Compliance [engl. „Zustimmung“, „Einhaltung“, aber auch: „Konformität“und „Unterwürfigkeit“]

Man darf annehmen, dass Wissenschaftsjournalisten generell weniger in Versuchung kommen sollten als beispielsweise Politik-, Wirtschafts-, Reise- und Motorjournalisten, persönlich von einer einvernehmlichen Berichterstattung zu profitieren. Dennoch: Schwarze Schafe gibt es überall und die Grauzone ist groß. Darum haben viele Verlags- und Medienhäuser – verstärkt in den letzten Jahren – eigene Compliance-Richtlinien erstellt. So genannte „Code of Conducts“ (CoC), Verhaltenskodizes, geben den Mitarbeitern Anhaltspunkte, wie das hauseigene verantwortungsvolle Handeln zu verstehen ist. In einigen Verlagen gibt es sogar spezielle CoC-Beauftragte, die über Transparenzregeln wachen und bei möglichen
unmoralischen Angeboten von außen Einschätzungen liefern.
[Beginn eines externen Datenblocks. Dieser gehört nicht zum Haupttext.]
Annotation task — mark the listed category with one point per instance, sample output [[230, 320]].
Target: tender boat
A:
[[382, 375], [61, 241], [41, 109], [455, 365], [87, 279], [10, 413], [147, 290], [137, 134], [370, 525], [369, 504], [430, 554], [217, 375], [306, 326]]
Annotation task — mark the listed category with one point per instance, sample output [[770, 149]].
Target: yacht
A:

Denn wo und ab wann Befangenheit beginnt, ist oft gar nicht so klar. Sind Presserabatte schon zu viel des Guten? Darf ich mich am Rande einer Konferenz von einem Gesprächspartner zum Getränk einladen lassen? Sollte ich es in irgendeiner Weise transparent machen, wenn ich Rechercheergebnisse auf einer Reise erzielt habe, die teilweise von einem Unternehmen gesponsert wurde? Wir haben Redaktionsleiter von  Wissenschaftsressorts und -sendungen um ein wenig Transparenz gebeten und sie gefragt, wie ihre Redaktion mit dem Thema Compliance umgeht.

Carsten Könneker ist Chefredakteur von Spektrum der Wissenschaft und Gehirn und Geist.

Carsten Könneker
ist Chefredakteur
von Spektrum der
Wissenschaft und
Gehirn und Geist.

Andreas Sentker ist Ressortleiter Wissen DIE ZEIT und Herausgeber des Magazins ZEIT Wissen.
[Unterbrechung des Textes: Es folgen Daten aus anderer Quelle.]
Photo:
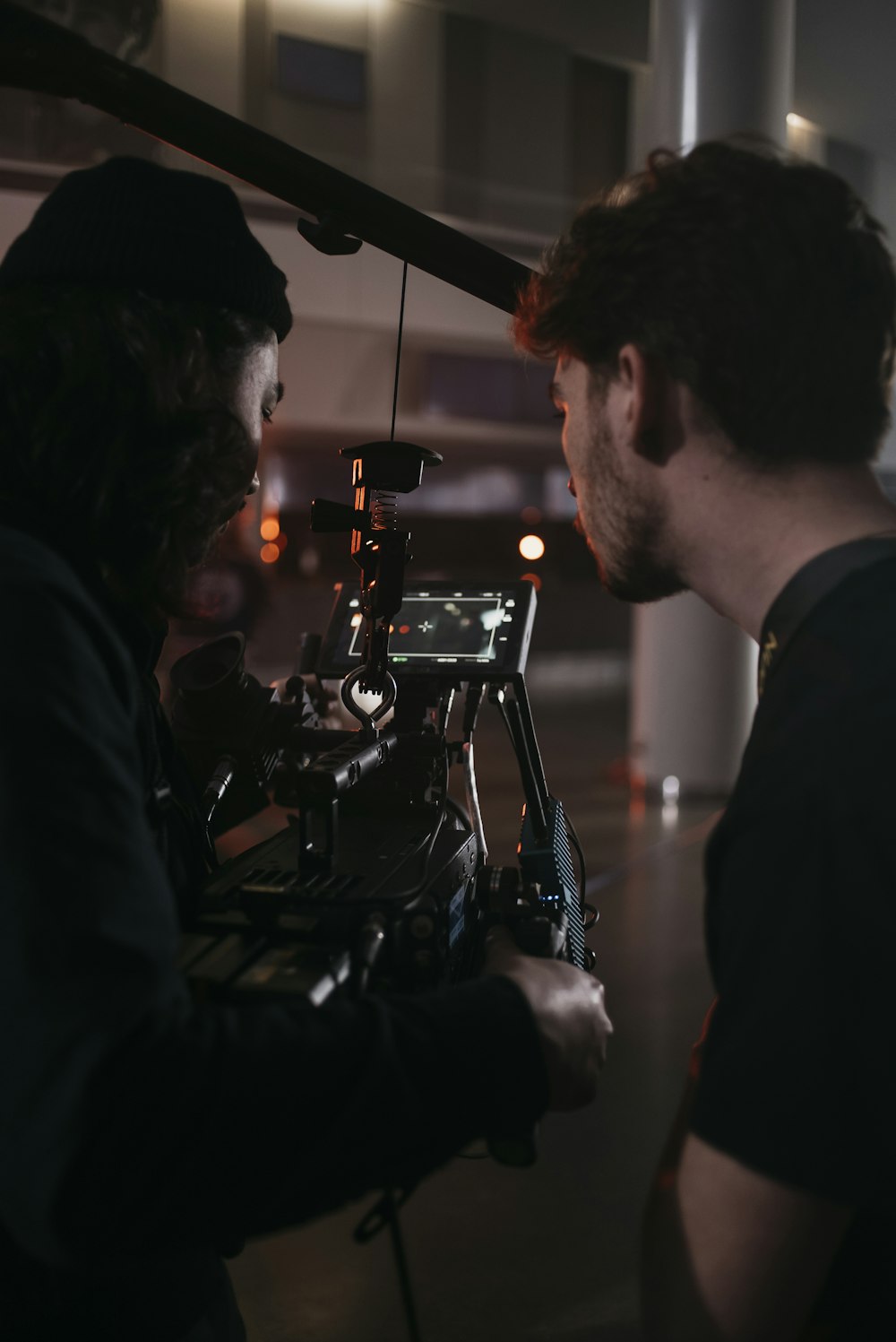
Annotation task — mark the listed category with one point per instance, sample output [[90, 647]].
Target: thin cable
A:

Andreas Sentker ist Ressortleiter Wissen DIE ZEIT und Herausgeber des Magazins ZEIT Wissen.

Christoph Koch ist seit 2002 Ressortleiter Stern Wissenschaft, Medizin und Technik.

Christoph Koch
ist seit 2002
Ressortleiter Stern
Wissenschaft, Medizin
und Technik.

Christiane Götz-Sobel ist Leiterin der Redaktion Naturwissenschaft und Technik im ZDF.

Christiane Götz-Sobel
ist Leiterin der
Redaktion Naturwissenschaft
und
Technik im ZDF.

 

 

 

 









Gibt es in Ihrer Redaktion ein schriftliches Regelwerk, das den Umgang mit Zuwendungen von Interview- und sonstigen Gesprächspartnern regelt (Compliance-Regeln, Code of Conduct o.ä.)?
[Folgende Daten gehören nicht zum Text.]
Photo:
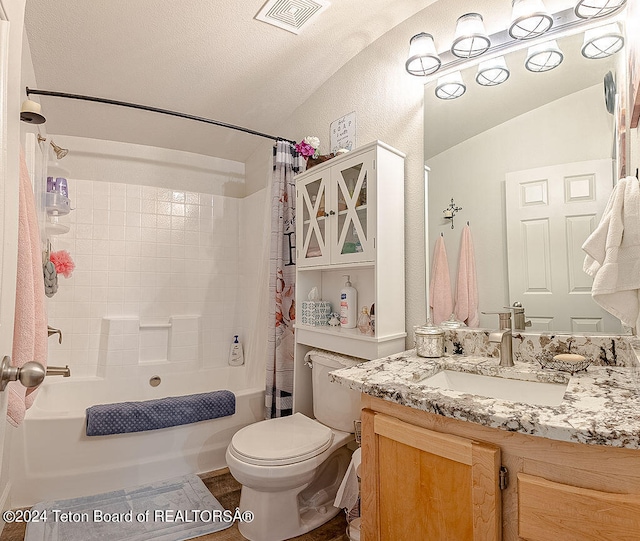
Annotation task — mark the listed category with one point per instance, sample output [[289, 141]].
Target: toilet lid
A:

Götz-Sobel: Ja, es gibt Compliance-Regeln (schriftliches Regelwerk).

Koch: Selbstverständlich. Den Gruner + Jahr CoC und redaktionelle Richtlinien.

Könneker: Der Verlag Spektrum der Wissenschaft ist Teil der Nature Publishing Group mit Sitz in London und unterliegt damit dem UK Bribary Act, einem der wohl härtesten Antikorruptionsgesetze weltweit. Alle Mitarbeiterinnen und Mitarbeiter, also auch alle Redakteurinnen und Redakteure, mussten 2011 eine Online-Schulung zum Thema Korruptionsvermeidung machen und 2012 einen allgemeiner gehaltenen Kurs zum Thema Compliance. Der entsprechende „Code of Conduct“ von Macmillan ist im Internet hinterlegt.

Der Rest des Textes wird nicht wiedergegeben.